Additional
Evolving Agent Intelligence
Synced from github.com/CoWork-OS/CoWork-OS/docs
CoWork OS has a layered memory runtime, a full personality engine, 15+ channels, and a playbook system that auto-captures what worked. The Evolving Agent Intelligence layer connects these systems so the agent visibly improves over time — reducing correction overhead, aligning to communication preferences, and surfacing quantifiable ROI metrics.
All improvements are opt-in (admin-toggleable), rate-limited, and governed by the existing guardrail system. No changes to the security or local-first architecture.
0. Runtime Visibility
The learning loop is now visible as part of the task and operator experience, not just as backend plumbing.

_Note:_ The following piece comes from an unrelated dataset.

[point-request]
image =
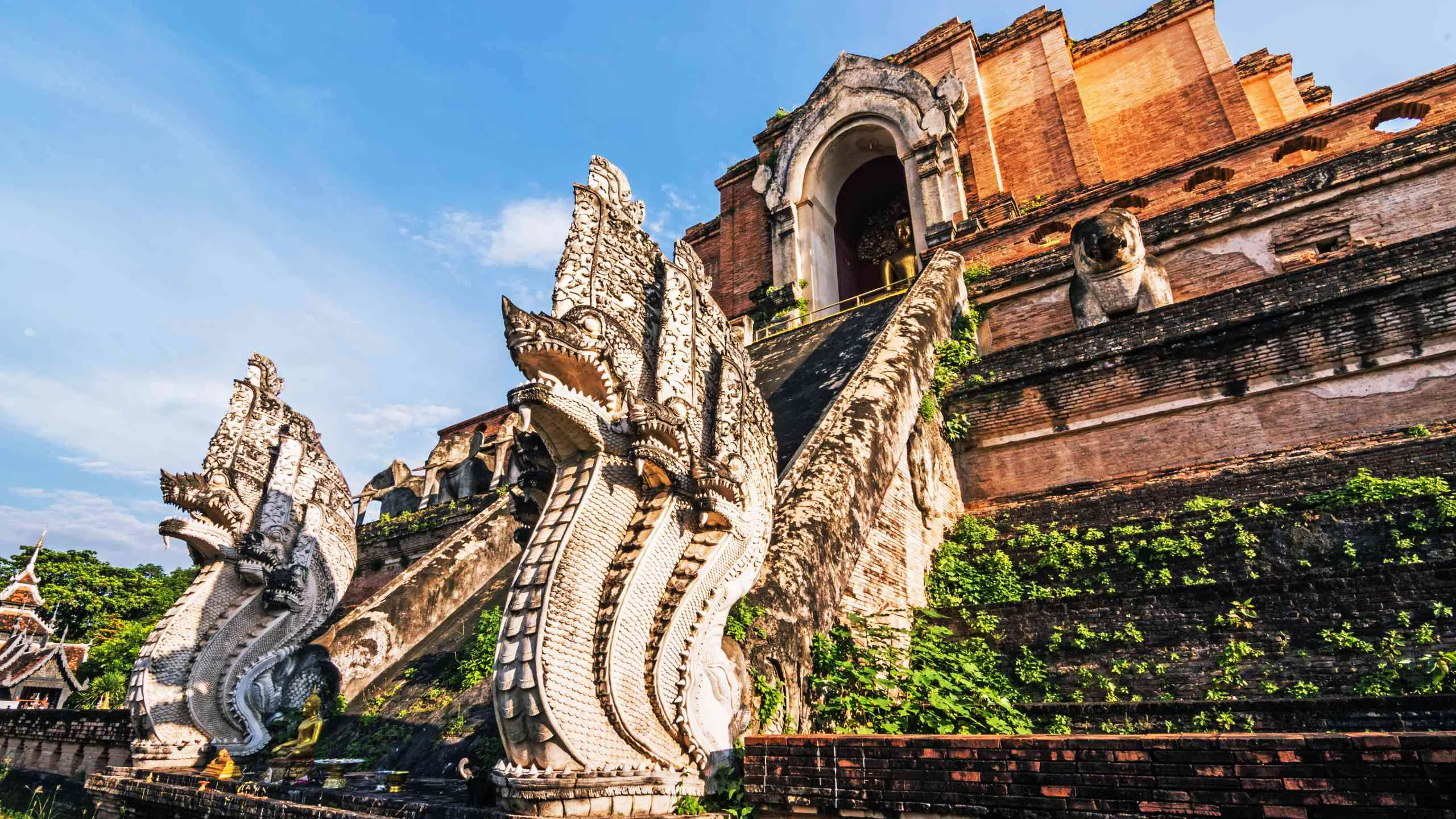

- Task completion emits a standardized learning progression that shows memory capture, playbook reinforcement, and skill proposal review state
- Mission Control and task detail views render the same progression so operators can inspect the evidence behind each step
- Unified recall spans tasks, messages, files, workspace notes, memory entries, and knowledge-graph context behind one search experience
- Persistent shell sessions preserve cwd, env deltas, and aliases per task/workspace for longer operator workflows
- Provider routing and fallback decisions are surfaced so automatic model changes are legible in real time
This layer is additive: it makes the learning loop easier to understand and trust while preserving CoWork OS's core surfaces of desktop control, channels, inbox, devices, and governed automation.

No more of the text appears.